Venus The Flytrap is a shooter/platformer created by Gremlin Graphics and released in 1990 exclusively for the Atari ST and Amiga.
In the game, you control a robot insect that has to save the world and defeat other insects trying to clean the earth from the plague of humanity. Using all your weapons and power-ups, you must get through 8 worlds, including Frozen Wastes, Caverns, and Death Valley.
The game didn't reach great popularity, but it was appreciated for its original gameplay and the great mix between shooter and platformer.
Venus the Flytrap was one of Sheffield-based Gremlin Graphics’ most iconic games. Being a software house in my home town, their release always felt extra special and were always guaranteed to come with excellent music, graphics and gameplay.
As a shooter/arcade game fan, the release of Venus was particularly exciting – it's a lovely idea with really nice vibrant graphics and a distinctive atmosphere.
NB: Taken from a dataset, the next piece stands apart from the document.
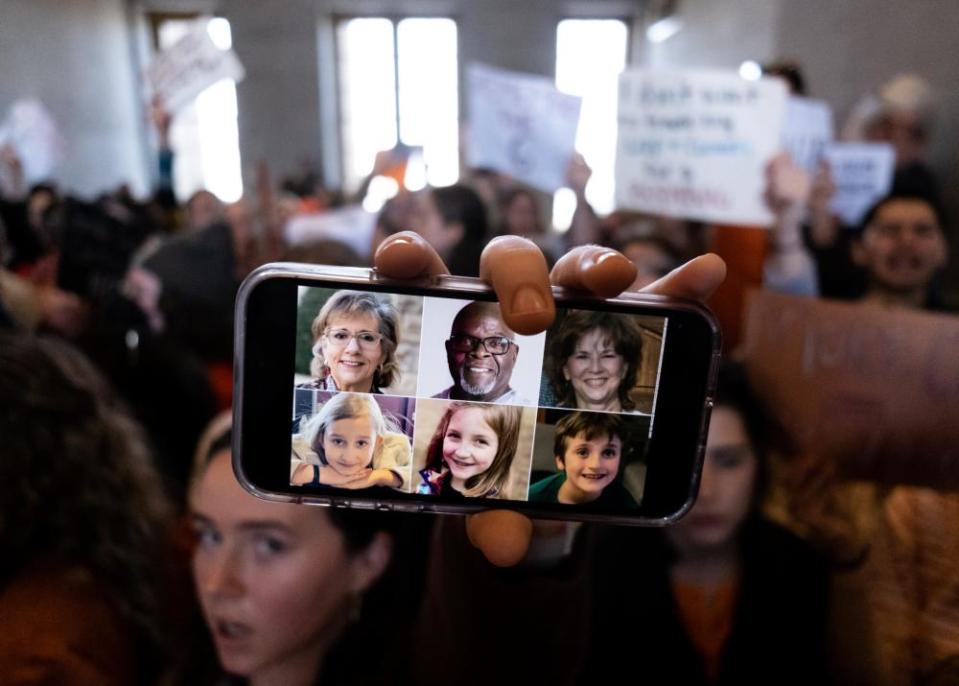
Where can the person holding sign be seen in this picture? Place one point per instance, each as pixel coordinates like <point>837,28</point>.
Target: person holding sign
<point>594,358</point>
<point>724,596</point>
<point>590,449</point>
The first level is perhaps the most memorable, and the mecha-fly you control game is superb. This in itself is perhaps why the game is so fondly remembered, owning to the unique way it operates.
The first few levels certainly are the business, with colourful, detailed graphics and atmospheric proto-industrial music. Sadly, after the third or fourth level, you’re faced with the same enemy sprites on each world (which no longer match the environment they’re in) and there is a decline in the quality of the background graphics on occasion, especially on the Kaverns world. There aren’t even any end of level bosses to fight, which seems like a strange oversight for a platform shooter such as this. Even the bonus levels are the same each time.
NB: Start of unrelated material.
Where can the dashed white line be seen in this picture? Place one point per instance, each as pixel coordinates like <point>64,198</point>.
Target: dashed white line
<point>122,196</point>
It is one huge game, but it seriously lacks variety, which is a great shame, leaving you with little incentive to persist. The final hellish world of skulls and bones is a real challenge, but again, with no big fight at the end, it is somewhat of an anticlimax.
It is easy to criticise these games of a previous era, looking at them today, so we must’t forget their impact at the time. Venus the Flytrap does have a degree of lasting appeal, perhaps because of its originality at the time.